Tausende Menschen strömen seit gestern in die Münchner Olympiahalle. Von dem, was sie am nötigsten bräuchten, haben die meisten von ihnen nicht mehr viel: Zeit. Viele sind hochbetagt, 70 Jahre und älter. Sie alle verbindet eins: Sie haben ihr Geld bei der Firmengruppe P&R investiert. Sie alle haben einige tausend Euro, manche auch zweistellige Millionenbeträge, in den Traum gesteckt, mit Containerfonds im weltweiten Frachtgeschäft satte Renditen zu machen. Vor etwa einem halben Jahr ist er geplatzt. P&R meldete Insolvenz an.
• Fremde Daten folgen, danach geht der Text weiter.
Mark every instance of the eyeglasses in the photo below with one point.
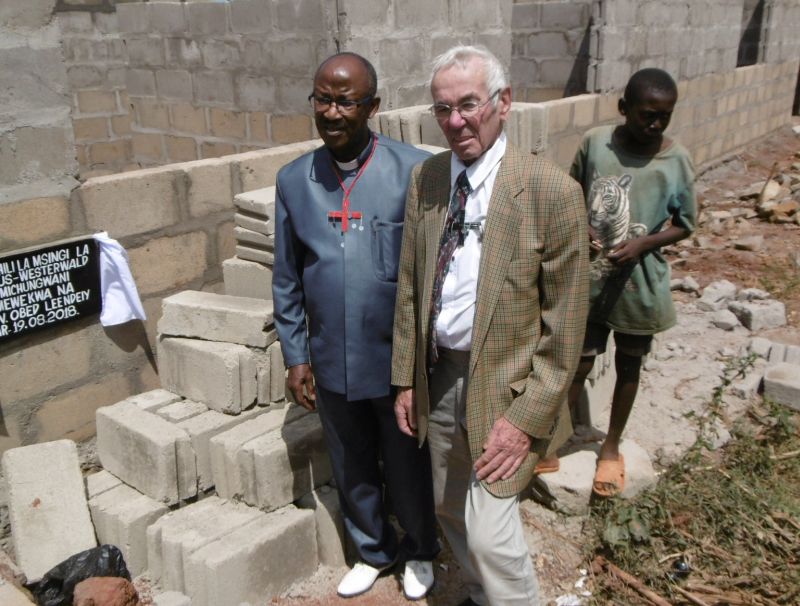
(466, 109)
(321, 104)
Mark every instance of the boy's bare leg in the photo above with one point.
(627, 385)
(573, 398)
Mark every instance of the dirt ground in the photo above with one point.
(678, 381)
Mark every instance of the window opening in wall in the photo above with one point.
(752, 25)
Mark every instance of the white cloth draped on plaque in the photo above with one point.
(121, 301)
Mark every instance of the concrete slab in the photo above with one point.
(259, 202)
(247, 279)
(202, 428)
(175, 536)
(215, 317)
(154, 399)
(569, 489)
(180, 411)
(256, 223)
(47, 506)
(782, 384)
(256, 254)
(227, 467)
(121, 517)
(146, 452)
(277, 373)
(329, 523)
(257, 561)
(220, 375)
(288, 463)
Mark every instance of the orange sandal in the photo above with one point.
(609, 478)
(547, 465)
Bis die Anleger Gewissheit über ihre Verluste bekommen, werden wohl Jahre vergehen. Die Gläubigerversammlungen, die der Münchner Insolvenzverwalter Michael Jaffé seit gestern abhält, sollen eine Orientierung geben. Der erste Kassensturz fällt ernüchternd aus. Von 1,6 Millionen Containern, die P&R verkauft hat, existierte eine Million nur auf dem Papier. Schon 2010 wäre der Insolvenzantrag fällig gewesen, sagte Jaffé am Mittwoch.
Seitdem habe die Firma ihre Anleger nur noch mit dem Geld neuer Investoren ausgezahlt, so wie es der Fachjournalist Stephan Loipfinger schon vor Jahren vermutet hatte. Dank des großangelegten Schneeballsystems schauen die 54.000 P&R-Anleger nun in die Röhre. Doch so klar die Befunde sind, so schwierig dürfte es werden, das Geld zurückzuholen. Im womöglich bald größten Anlegerskandal der Nachkriegsgeschichte bleibt den Investoren nichts anderes übrig, als die Sache auszusitzen.
Alle Hoffnung ruht auf der Schweiz
Das liegt vor allem an der Struktur der Firmengruppe. Verkauft wurden die Container-Investments von vier P&R-Firmen in Deutschland. Sie sind pleite. Vermietet und verwertet wurden deren Metallboxen aber von einer P&R-Gesellschaft in der Schweiz. Sie existiert noch und ist die letzte Hoffnung der Anleger. Denn sämtliche Einnahmen, mit denen sie noch rechnen können, werden hier entstehen, aus der Vermietung und dem Restverkauf ihrer Container. Andere Finanzquellen dürften im Insolvenzverfahren kaum ins Gewicht fallen.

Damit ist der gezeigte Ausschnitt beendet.